05/08/2019

Much is being written about how projects involving Modern Methods of Construction (MMC) differ from those focused on traditional construction and how this can be managed during the procurement and construction process. However, in order for MMC to be taken up widely as a standard approach to construction rather than a curiosity, they must be acceptable to mainstream lenders under standard residential mortgages, as well as social and PRS landlords under their corporate facilities.

Getting lenders comfortable
Lenders are likely to be wary of any innovative system or product, with its uncertain risk profile, particularly post-2008. Lenders want to be sure that the security for their funding has sufficient value, and will retain that value, for the period of the commitment.
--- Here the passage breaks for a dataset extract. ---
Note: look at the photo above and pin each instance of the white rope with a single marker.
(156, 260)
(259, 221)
Lenders want to be sure that MMC properties will generally appreciate, as traditional housing has tended to, and not depreciate, as a new car would be expected to.

As part of this, they will want to know:

*  that the property is built to sufficient quality standards and isn’t going to be falling apart in ten years

*  that if there are problems with particular properties, they can call on appropriate warranties and guarantees for products and workmanship

*  that the design life of the property and its components is sufficient

*  that the property can be expected to be maintained in a state to retain its value.

The NHBC Buildmark warranty already covers a limited number of products, and we would expect this list to expand. NHBC cover (or equivalent) is one of the gateways for achieving CML certification and unlocking the mortgage market for a type of MMC property or system. In addition, some MMC products are certified by Buildoffsite Property Assurance Scheme (BoPAS), although this only covers the products themselves, and is not a warranty for their use or the completed property.

Reasons for optimism
In fact, the industrialised nature of MMC systems should make them an attractive prospect to lenders. Factory-based manufacturing processes can be tightly controlled and managed to ensure consistency of quality, particularly if the manufacturer is working within a quality assurance framework such as the British Board of Agreement Product Excellence Programme.

In addition, MHCLG is proposing an ambitious scheme to capture data on all MMC projects, which will be accessible to industry stakeholders, hopefully providing lenders with sufficient data to allow them to carry out a more sophisticated risk analysis than is currently possible.

Realistically, it may still be several years before MMC properties are viewed on a par with traditional methods. However, there is no reason in principle why a more tightly controlled, transparent manufacturing process, combined with less exposure to site risks such as weather, should not be seen as providing equal or improved security for lenders.

The only question now, is whether the pioneer projects have been design, built and maintained with sufficient care to give funders and investors the confidence to commit.